At the same time, in the disadvantaged seaside city of Bat Yam, near Tel Aviv, Young Judaea Year Course members were working in a soup kitchen. The cook for the shelter was so impressed that our diaspora Jewish youngsters had postponed college to volunteer in his town that he offered to prepare a gourmet meal for them and to show them a few cooking tricks. There, too, the Judaeans were troubled. Living for the first time away from home, they appreciated the offer but were uncomfortable being recipients in a needy town without giving something back. So they showed up for dinner with a gift—$1,200 that they raised to help defray the cost of feeding the hungry men and women who eat daily in the soup kitchen.
I’m in awe of these young people. what moves me most is the image of Judaeans on both sides of the ocean deliberating over plans for helping the needy and then acting on them. Where did they learn this when so many of their peers think primarily of themselves? The values come from their homes—your homes. Through word and example we make the effort to instill love of humanity and a spirit of giving. Some knew, for example, that their parents had contributed funds, directed by Hadassah to the United Jewish Communities, to help hurricane evacuees, many of whom had lost homes and were dislocated twice, first from New Orleans, then Houston.
But I believe that the ability to act quickly on an idea, to get organized and to execute bold plans, comes from Young Judaea. By the time Young Judaeans are in high school they have practical experience carrying through programs. They have felt the joy of the special bonding friendships that come from working together for a cause, just as we do in Hadassah.
My heart swells with pride over their good deeds and I’m doubly pleased that we have built a brand new home for Young Judaeans in Israel. The run-in period for their new home on Masuah Hill in Jerusalem begins this month.
Most important, our young people have learned an invaluable lesson: You can accomplish far more working together, as a movement, than you can alone even with personal good intentions. Like Hadassah, our Young Judaea Zionist youth movement reinforces what is best in us and directs our energies to positive action.

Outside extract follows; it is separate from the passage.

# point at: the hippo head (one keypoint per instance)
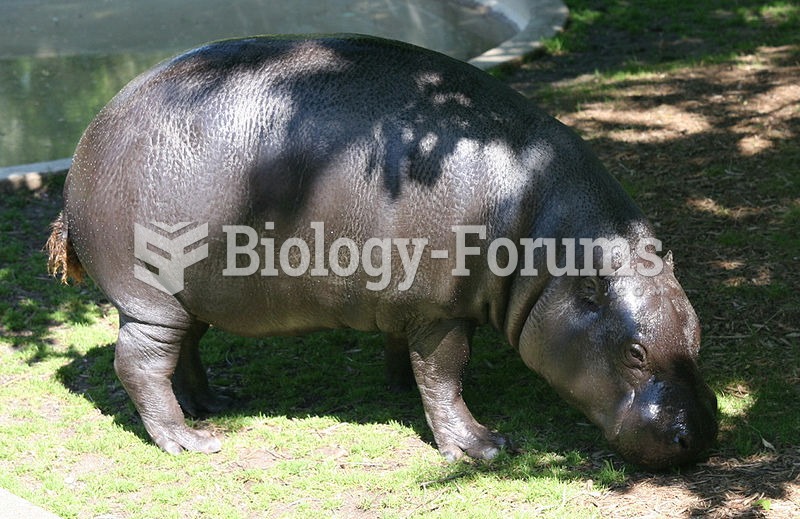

I experienced the value of joining forces recently when I was invited to speak at the Hadassah-WIZO Canada convention in Vancouver. In New Jersey, I sometimes see flocks of geese flying to Canada. Did you know that when they fly in a V formation, they get 70 percent more power than flying alone? I feel that way among Zionists, that I’m lifted by the energy and passion of those around me. I was delighted to meet the Zionists to our north who share our values and who, by associating with Hadassah-International, support our projects in Israel. Except for a few vocabulary differences (they use words like “loonie” and “toonie” and frequently say “eh”), we speak the same language in our love for Zion and the Jewish people.
All of this, if you’ll pardon the expression, brings along some June in January. Stay warm!